Anonymous wrote:OP, I made a similar error in causation about 4 years ago when I began working in an affluent school with many students with LD and ASD. Nearly all the mothers were older and there were many IVF twins and at least one set of triplets in each grade. I ignorantly thought it must be the fertility treatments, including (and I am deeply ashamed of this thought now), the idea that lower quality embryos had survived that without medical intervention wouldn't have implanted or would have spontaneously aborted. Luckily, I had a friend set me straight before I embarrassed myself or hurt someone's feelings. These kids were at my school because their parents could afford both AR and a school that met their children's SN. The AR didn't cause their SN. It didn't cause the kids at your school being LGBTQ.
Going through AR is tough enough, don't freak parents out that they've saddled their kids with a more difficult row to hoe in life.
Anonymous wrote:This seems really trollish to me, but I'll bite a little : You realize that sexuality does and has always existed on a bell curve, meaning that in general, MOST people are some degree of bi. Equal percentages of people would be homosexual or heterosexual.

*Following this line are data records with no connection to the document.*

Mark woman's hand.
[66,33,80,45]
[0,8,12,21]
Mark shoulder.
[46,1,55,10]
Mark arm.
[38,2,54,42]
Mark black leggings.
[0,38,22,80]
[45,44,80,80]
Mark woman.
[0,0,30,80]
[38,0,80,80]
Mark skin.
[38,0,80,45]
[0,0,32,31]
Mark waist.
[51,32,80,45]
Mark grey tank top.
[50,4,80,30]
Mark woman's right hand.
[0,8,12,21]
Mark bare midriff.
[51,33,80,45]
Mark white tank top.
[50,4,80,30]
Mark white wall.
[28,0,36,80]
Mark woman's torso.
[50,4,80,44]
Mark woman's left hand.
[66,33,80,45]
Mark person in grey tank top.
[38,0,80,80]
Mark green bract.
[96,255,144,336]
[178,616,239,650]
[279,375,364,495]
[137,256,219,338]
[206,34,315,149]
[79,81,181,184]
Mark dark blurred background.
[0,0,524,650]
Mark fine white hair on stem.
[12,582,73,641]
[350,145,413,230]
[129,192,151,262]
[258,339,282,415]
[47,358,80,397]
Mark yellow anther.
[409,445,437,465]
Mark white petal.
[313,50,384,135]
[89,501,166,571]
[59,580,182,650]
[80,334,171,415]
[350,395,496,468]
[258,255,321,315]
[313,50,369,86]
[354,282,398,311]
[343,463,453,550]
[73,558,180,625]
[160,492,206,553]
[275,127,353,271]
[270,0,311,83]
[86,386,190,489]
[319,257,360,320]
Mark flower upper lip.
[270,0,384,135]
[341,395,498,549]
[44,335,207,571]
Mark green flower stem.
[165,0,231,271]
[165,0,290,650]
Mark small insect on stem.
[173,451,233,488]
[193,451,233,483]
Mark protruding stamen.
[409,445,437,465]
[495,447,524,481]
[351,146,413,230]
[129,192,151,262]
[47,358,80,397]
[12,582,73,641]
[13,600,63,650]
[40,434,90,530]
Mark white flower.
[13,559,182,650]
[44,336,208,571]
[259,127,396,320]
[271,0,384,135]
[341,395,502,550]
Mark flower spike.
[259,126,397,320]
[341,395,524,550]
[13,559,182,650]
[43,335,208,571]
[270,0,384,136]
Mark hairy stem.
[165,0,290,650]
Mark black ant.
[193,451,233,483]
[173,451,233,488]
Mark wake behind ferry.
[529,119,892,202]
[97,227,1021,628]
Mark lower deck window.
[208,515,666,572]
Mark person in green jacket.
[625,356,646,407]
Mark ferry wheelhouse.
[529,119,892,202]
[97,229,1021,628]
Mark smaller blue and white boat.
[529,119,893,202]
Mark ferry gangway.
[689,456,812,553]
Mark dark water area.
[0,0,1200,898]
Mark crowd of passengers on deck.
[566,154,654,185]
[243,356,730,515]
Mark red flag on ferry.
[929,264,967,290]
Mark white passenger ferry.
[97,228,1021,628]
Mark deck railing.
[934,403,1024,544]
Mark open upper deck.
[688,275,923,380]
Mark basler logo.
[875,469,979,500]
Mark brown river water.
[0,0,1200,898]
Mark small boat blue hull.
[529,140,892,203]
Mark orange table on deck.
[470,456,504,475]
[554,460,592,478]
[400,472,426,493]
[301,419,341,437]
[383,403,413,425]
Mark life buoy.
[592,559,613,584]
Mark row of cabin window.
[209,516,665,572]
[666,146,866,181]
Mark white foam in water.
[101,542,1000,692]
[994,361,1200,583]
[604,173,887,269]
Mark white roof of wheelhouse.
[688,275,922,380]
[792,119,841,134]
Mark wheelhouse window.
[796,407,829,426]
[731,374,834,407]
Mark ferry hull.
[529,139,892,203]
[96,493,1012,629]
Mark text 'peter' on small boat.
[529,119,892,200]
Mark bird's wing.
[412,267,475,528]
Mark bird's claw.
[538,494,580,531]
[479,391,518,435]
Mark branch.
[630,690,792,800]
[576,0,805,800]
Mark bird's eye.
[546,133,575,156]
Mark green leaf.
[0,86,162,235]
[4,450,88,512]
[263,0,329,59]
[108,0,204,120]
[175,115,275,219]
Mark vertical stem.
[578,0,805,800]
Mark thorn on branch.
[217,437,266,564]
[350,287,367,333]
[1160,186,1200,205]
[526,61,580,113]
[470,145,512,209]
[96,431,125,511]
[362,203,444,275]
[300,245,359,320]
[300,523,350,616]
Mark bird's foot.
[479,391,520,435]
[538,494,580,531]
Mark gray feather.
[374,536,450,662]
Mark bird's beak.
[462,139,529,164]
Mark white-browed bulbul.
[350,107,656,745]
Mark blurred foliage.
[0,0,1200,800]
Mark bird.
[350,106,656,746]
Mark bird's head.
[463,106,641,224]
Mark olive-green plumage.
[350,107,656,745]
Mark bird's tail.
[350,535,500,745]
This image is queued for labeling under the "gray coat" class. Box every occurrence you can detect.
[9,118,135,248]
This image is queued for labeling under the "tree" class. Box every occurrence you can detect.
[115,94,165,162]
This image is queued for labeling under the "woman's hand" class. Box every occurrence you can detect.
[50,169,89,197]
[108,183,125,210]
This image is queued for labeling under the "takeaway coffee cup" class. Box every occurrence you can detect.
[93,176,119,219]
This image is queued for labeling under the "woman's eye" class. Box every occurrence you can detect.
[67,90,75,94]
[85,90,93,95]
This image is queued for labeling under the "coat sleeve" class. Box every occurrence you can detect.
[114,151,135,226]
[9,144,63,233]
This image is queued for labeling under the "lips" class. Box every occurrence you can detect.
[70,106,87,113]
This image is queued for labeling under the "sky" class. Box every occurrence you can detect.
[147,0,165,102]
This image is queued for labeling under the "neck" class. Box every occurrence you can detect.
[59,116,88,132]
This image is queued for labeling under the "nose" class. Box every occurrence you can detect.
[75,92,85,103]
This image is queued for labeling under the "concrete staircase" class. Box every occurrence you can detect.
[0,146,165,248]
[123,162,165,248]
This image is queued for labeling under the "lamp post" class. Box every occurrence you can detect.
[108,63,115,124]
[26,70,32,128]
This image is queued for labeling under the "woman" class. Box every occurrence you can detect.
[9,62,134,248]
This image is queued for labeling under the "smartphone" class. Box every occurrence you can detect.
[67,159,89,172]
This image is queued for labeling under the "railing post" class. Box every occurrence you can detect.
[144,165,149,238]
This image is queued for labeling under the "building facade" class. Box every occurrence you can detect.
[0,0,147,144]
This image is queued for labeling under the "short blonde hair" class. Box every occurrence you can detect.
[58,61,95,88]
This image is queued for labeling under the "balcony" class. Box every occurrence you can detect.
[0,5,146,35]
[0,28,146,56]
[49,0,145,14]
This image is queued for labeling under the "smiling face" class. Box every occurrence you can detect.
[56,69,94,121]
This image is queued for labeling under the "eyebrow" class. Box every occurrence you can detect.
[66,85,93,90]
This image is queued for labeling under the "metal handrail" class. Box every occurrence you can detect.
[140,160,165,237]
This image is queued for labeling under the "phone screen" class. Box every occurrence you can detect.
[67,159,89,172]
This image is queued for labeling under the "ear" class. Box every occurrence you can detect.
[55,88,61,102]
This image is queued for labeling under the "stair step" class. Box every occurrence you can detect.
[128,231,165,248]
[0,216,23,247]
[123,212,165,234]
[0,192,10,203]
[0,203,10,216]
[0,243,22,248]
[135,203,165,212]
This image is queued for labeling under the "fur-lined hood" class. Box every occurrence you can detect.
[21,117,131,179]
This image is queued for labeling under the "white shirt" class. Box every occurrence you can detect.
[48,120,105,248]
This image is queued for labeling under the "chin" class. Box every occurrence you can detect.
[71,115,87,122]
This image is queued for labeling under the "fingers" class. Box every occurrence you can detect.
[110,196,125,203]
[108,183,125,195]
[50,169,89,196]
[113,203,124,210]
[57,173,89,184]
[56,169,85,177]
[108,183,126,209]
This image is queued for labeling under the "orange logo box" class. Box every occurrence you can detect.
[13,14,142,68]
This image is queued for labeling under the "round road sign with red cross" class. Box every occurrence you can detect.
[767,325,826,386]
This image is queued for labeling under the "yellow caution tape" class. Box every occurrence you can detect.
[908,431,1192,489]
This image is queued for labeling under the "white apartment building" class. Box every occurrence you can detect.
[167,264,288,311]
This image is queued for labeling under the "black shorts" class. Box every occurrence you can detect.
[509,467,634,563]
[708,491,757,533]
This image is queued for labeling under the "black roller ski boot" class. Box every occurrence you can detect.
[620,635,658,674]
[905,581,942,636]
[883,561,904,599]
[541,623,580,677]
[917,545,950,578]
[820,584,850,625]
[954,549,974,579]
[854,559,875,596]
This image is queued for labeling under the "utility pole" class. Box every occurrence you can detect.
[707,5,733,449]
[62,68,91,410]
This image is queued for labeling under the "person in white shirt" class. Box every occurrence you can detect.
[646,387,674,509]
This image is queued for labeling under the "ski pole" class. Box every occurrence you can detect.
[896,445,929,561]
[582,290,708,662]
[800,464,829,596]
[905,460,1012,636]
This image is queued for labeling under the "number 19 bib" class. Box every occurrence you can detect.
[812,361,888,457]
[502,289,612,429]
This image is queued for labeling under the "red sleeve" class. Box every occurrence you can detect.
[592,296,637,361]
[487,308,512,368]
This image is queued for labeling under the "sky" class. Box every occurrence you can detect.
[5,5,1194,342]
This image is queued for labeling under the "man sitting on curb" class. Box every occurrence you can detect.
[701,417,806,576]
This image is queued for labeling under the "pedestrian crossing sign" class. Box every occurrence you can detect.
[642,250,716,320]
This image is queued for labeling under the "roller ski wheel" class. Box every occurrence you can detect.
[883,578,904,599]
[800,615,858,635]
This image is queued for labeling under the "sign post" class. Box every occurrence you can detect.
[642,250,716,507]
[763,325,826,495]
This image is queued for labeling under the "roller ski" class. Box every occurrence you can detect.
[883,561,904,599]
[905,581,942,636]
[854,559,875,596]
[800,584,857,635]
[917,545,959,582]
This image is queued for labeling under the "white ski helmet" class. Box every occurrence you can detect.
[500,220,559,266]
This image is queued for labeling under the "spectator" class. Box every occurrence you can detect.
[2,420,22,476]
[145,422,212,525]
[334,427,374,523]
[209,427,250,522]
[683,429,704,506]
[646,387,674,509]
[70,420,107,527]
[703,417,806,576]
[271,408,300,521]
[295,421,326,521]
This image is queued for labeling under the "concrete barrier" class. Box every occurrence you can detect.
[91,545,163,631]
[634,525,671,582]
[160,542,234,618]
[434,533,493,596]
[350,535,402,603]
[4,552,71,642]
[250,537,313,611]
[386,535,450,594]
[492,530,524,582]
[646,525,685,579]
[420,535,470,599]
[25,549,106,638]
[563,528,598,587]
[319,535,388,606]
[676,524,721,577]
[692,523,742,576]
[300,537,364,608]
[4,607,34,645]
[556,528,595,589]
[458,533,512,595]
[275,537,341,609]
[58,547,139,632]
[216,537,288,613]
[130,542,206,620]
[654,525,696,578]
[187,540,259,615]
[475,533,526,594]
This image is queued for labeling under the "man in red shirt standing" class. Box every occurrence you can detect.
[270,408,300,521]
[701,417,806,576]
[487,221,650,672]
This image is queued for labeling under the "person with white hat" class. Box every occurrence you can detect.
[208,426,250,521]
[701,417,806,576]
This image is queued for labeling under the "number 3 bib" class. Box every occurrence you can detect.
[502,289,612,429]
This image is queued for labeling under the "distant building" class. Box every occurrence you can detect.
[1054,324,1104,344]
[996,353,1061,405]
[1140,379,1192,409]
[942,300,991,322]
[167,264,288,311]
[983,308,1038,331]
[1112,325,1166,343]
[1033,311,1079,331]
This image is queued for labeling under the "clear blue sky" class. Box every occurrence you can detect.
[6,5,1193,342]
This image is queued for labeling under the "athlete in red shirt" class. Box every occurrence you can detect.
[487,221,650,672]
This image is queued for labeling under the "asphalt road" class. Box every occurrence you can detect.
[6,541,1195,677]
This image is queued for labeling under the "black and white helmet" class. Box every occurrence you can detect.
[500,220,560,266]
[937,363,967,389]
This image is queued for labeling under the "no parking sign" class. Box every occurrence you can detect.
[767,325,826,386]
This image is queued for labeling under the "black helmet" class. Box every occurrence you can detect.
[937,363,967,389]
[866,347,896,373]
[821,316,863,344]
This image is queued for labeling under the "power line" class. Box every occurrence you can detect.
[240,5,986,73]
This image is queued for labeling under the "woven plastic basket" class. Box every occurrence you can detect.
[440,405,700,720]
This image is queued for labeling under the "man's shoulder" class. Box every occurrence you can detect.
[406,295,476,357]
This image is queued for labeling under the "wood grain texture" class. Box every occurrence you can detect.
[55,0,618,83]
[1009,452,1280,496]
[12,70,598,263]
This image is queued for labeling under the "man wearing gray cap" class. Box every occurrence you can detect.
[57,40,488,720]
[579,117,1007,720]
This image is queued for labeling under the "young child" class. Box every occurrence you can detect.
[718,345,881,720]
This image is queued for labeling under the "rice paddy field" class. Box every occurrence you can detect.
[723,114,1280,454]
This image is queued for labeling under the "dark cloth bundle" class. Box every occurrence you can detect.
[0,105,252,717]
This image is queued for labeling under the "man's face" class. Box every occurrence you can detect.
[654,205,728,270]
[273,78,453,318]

So, to me, 20% hetero, 20% gay, and 60% lying somewhere in the middle seems perfectly reasonable.
Could also be not related to the meds - could be these "older moms" have learned in life that it's easier not to get hung up on things that don't really matter, and are letting their kids be who they are.
Anonymous wrote:Because there is no known or assumed link homosexuality and fertility treatments, fertility doctors are not going to latch onto your personal illogical opinion and transmit it to their patients. Perhaps if you took the foil hat off.
Anonymous wrote:I think you are substituting correlation with causation.
My husband and I are 40. We both can't remember any kid in our high school class who was gay, much less bi or trans. (We do know from Facebook that some of those kids did turn out to be gay, bi, and even one person was trans and now lives as a woman.) In contrast, DH's little sister is 17 years younger. When she was in high school, many kids were out and lots more were experimenting, even if they ultimately were heterosexual. It's not fertility drugs that changed kids. It's the culture of acceptance for sexual and gender identity that has changed and kids are reacting to it by being open about their feelings.
Anonymous wrote:Anonymous wrote:It's almost as if older parents are richer and are more likely to be able to afford private school, and as if people with gender-nonconforming kids might seek out a specific progressive environment.
This. The kids are there because they are LGBT. They are not LGBT because their mothers are older, which you assume means they had fertility treatments.
Anonymous wrote:It's almost as if older parents are richer and are more likely to be able to afford private school, and as if people with gender-nonconforming kids might seek out a specific progressive environment.